That said, tomorrows jobs report matters.
As I've expressed herein, we're constructive on equities right here, as political and economic risk strongly supports the notion that the Strait will be open sooner than later... That's unambiguously bullish for equities initially... Although, as I type, chip stocks are getting hammered on a handful of reports that question the durability of the AI driven bonanza -- the Nasdaq 100 Index is down 1.24% this morning, which is dragging the S&P 500 down 0.23%, while the Dow is up 580 points... Of course that's rotation, explained by yet another glimmer of hope this morning that peace is on the horizon.
As for us, our core allocation reads (albeit slightly) green this morning, as we're diversified in a manner that captures said glimmer of hope enough to offset the hit we're taking on our tech exposure.
Back to tomorrow's jobs report:
Suffice to say that it has the potential to throw some cold water on our positive-resolution-will-lift-stocks thesis, but not in the way you might think... Meaning, if the jobs number is really good, and the Hormuz news says smooth sailing to come, there's a chance that yields could actually rise in response.

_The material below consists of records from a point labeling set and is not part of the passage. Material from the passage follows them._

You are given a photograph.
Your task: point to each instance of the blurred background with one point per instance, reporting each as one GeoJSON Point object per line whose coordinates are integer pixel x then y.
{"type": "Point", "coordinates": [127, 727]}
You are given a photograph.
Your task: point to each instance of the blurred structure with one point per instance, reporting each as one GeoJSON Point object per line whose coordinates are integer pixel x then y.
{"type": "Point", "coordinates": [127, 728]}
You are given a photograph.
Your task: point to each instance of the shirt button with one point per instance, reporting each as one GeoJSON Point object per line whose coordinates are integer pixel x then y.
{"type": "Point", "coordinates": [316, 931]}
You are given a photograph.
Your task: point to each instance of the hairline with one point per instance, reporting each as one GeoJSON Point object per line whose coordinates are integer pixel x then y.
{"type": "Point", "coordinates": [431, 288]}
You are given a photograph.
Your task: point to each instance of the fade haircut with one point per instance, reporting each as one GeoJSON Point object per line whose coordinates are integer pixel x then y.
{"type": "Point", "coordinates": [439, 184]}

Now that's not necessarily supported by, for example, this morning's action... Yields are declining on that Hormuz glimmer of hope -- inspired by an attendant drop in oil prices... I.e., for a good jobs number, alongside Hormuz optimism, to push yields higher (and potentially stocks lower), it'll have to be exceptionally good.
Bottom line: This is just a potential heads up, I actually wouldn't lose any sleep over it either way, at this juncture... Tomorrow's jobs number -- whether it's good or bad short-term for equities -- wouldn't shake us lose from our short-term thesis.
It's beyond the very short-term -- later this year -- that has our focus, as I've been frequently pointing out herein.
BCA's Marko Papic shares our concerns:
"Bears will fold like lawn chairs this summer as traffic returns to Hormuz, allowing markets to overcome seasonal malaise. But we are starting to see how the expansion ends. A macro brew of global central bank tightening due to stickier-than-expected inflation, negative second derivative in AI capex, and surging supply of equities due to Monster IPOs. Expect a blow-off rally until midterms, uncertainty after, calamity in 2027."